TOKYO/HONG KONG -- Microsoft is going ahead with efforts to acquire TikTok in the U.S after holding direct talks with U.S. President Donald Trump, who has threatened to ban the China-owned app over security concerns.
The CEO of TikTok's owner ByteDance also admitted in an internal memo on Monday that the company was being forced to sell its U.S. operation but was in talks to work out how it could continue to serve U.S. users.
The statements are the first public confirmations that Microsoft is seeking to acquire TikTok from ByteDance after weeks of escalating pressure on the app's U.S. operations from Washington.

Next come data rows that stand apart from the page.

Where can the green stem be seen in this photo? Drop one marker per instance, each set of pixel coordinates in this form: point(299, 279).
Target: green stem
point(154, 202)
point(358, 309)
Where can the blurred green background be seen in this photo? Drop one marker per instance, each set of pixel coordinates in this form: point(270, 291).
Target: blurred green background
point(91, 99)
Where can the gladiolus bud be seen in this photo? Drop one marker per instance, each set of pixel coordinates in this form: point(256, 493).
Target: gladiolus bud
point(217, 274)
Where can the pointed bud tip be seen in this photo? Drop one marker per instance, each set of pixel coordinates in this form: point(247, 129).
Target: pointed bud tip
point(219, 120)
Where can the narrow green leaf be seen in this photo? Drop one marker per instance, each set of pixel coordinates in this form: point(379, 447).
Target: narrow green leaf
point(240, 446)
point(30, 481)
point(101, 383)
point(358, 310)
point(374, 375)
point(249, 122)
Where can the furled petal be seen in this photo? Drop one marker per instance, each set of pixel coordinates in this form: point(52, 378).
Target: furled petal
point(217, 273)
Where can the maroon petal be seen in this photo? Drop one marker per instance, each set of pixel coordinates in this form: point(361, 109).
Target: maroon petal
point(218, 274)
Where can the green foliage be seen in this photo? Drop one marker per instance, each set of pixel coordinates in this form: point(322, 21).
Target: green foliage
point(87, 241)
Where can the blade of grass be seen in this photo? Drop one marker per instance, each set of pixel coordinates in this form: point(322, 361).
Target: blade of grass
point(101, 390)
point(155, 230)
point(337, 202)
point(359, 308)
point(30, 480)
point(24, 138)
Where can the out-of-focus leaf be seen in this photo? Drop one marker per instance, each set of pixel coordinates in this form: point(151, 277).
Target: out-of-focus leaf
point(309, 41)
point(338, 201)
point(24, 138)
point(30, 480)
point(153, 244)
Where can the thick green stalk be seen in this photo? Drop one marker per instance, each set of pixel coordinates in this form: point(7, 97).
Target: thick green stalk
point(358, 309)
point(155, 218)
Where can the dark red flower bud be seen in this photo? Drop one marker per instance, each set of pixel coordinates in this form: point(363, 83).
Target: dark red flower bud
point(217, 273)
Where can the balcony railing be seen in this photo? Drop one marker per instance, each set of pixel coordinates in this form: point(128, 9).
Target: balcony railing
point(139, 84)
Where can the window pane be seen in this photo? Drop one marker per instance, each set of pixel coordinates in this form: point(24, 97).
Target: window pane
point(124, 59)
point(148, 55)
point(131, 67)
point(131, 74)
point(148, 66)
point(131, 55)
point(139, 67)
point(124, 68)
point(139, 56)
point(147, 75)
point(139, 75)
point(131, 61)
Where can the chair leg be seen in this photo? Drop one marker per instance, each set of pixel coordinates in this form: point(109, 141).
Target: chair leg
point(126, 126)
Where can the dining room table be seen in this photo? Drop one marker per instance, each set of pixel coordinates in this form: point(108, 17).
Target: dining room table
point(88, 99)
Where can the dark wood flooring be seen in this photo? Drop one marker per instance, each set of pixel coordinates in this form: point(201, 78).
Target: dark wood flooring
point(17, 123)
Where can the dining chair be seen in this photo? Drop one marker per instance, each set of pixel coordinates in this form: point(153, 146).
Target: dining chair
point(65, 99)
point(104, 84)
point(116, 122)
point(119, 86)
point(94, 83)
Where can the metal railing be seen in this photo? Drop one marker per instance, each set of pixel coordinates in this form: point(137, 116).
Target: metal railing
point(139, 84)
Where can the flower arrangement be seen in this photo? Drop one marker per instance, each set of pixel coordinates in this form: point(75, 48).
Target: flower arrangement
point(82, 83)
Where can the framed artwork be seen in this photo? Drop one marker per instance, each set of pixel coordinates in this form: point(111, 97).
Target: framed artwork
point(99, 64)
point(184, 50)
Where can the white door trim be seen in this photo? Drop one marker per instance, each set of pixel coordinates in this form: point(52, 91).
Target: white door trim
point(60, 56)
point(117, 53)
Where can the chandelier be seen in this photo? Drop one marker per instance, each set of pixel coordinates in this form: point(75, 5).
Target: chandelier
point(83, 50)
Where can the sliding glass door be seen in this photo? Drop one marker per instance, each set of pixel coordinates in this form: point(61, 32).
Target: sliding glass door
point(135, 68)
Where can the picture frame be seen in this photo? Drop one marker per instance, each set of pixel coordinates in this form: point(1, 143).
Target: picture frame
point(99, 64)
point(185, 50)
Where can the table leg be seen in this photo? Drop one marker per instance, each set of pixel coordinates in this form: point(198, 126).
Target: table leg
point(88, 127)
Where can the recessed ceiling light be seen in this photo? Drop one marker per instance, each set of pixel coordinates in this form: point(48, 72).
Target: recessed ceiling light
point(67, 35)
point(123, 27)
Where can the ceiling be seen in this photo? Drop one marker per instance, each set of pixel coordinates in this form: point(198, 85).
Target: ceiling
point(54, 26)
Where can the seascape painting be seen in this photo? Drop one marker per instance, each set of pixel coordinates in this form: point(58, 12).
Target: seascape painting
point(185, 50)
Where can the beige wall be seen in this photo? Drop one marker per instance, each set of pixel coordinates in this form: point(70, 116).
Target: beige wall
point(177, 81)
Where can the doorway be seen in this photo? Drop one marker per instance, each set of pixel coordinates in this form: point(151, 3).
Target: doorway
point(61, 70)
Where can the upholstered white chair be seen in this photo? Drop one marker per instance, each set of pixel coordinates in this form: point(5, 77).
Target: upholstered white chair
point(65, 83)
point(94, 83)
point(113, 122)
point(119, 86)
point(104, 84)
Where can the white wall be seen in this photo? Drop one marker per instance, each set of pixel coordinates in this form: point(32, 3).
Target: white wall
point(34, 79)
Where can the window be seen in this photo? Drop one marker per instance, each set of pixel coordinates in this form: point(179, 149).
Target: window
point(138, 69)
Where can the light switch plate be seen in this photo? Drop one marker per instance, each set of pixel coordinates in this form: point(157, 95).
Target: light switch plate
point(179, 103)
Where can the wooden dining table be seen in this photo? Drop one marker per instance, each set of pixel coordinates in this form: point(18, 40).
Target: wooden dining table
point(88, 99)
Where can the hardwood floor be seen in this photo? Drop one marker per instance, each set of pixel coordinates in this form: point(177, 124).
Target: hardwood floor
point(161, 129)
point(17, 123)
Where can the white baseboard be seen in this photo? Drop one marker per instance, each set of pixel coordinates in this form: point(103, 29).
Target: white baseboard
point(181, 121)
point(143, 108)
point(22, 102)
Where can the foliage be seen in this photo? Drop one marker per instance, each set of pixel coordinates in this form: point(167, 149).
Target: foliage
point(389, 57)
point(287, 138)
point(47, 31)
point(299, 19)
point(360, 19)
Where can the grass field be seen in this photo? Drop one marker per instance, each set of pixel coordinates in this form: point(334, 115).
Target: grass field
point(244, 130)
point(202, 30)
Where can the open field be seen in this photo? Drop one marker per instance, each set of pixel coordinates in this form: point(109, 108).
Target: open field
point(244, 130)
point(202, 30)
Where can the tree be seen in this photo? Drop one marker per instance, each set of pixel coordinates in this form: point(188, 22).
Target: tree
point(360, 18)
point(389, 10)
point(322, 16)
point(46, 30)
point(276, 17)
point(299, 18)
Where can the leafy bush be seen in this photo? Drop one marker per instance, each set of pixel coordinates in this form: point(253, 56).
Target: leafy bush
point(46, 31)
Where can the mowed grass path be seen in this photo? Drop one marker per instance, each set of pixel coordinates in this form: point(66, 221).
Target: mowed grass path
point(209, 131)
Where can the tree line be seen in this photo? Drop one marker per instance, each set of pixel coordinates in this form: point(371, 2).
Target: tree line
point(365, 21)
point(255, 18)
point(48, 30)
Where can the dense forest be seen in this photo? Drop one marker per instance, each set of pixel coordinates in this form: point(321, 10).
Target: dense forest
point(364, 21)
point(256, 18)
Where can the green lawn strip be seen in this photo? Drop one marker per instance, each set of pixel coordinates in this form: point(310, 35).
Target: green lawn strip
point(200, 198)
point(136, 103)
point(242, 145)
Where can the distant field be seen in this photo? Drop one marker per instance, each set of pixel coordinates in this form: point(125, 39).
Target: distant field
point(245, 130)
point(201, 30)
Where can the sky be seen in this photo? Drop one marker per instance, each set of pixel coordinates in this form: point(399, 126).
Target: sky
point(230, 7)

Microsoft said its talks with ByteDance would end by the middle of next month, in effect giving the two companies around six weeks to reach a deal. The deal would see Microsoft buying the TikTok service in the U.S., Canada, Australia, and New Zealand, the U.S. tech group said, adding that it may invite other American investors to purchase minority stakes.
"Following a conversation between Microsoft CEO Satya Nadella and President Donald J. Trump, Microsoft is prepared to continue discussions to explore a purchase of TikTok in the United States," Microsoft said in a statement on Sunday.
"Microsoft will move quickly to pursue discussions with TikTok's parent company, ByteDance, in a matter of weeks, and in any event completing these discussions no later than September 15, 2020," it added.
TikTok has become hugely popular among users in the U.S but has been under intense scrutiny from the Trump administration, which is considering a ban over its contention that American data would be transferred to China.
The Committee on Foreign Investment in the U.S. (CFIUS), an interagency body including representatives from the Treasury and Commerce departments, has scrutinised ByteDance over its acquisition in 2017 of Musical.ly, which later became TikTok.
"TikTok cannot stay in the current format because it risks sending back information on 100 million Americans," Treasury Secretary Steven Mnuchin said on Sunday.
Zhang Yiming, the CEO of ByteDance, admitted that his efforts to collaborate with CFIUS over its probe of the Musical.ly deal did not generate a desirable outcome.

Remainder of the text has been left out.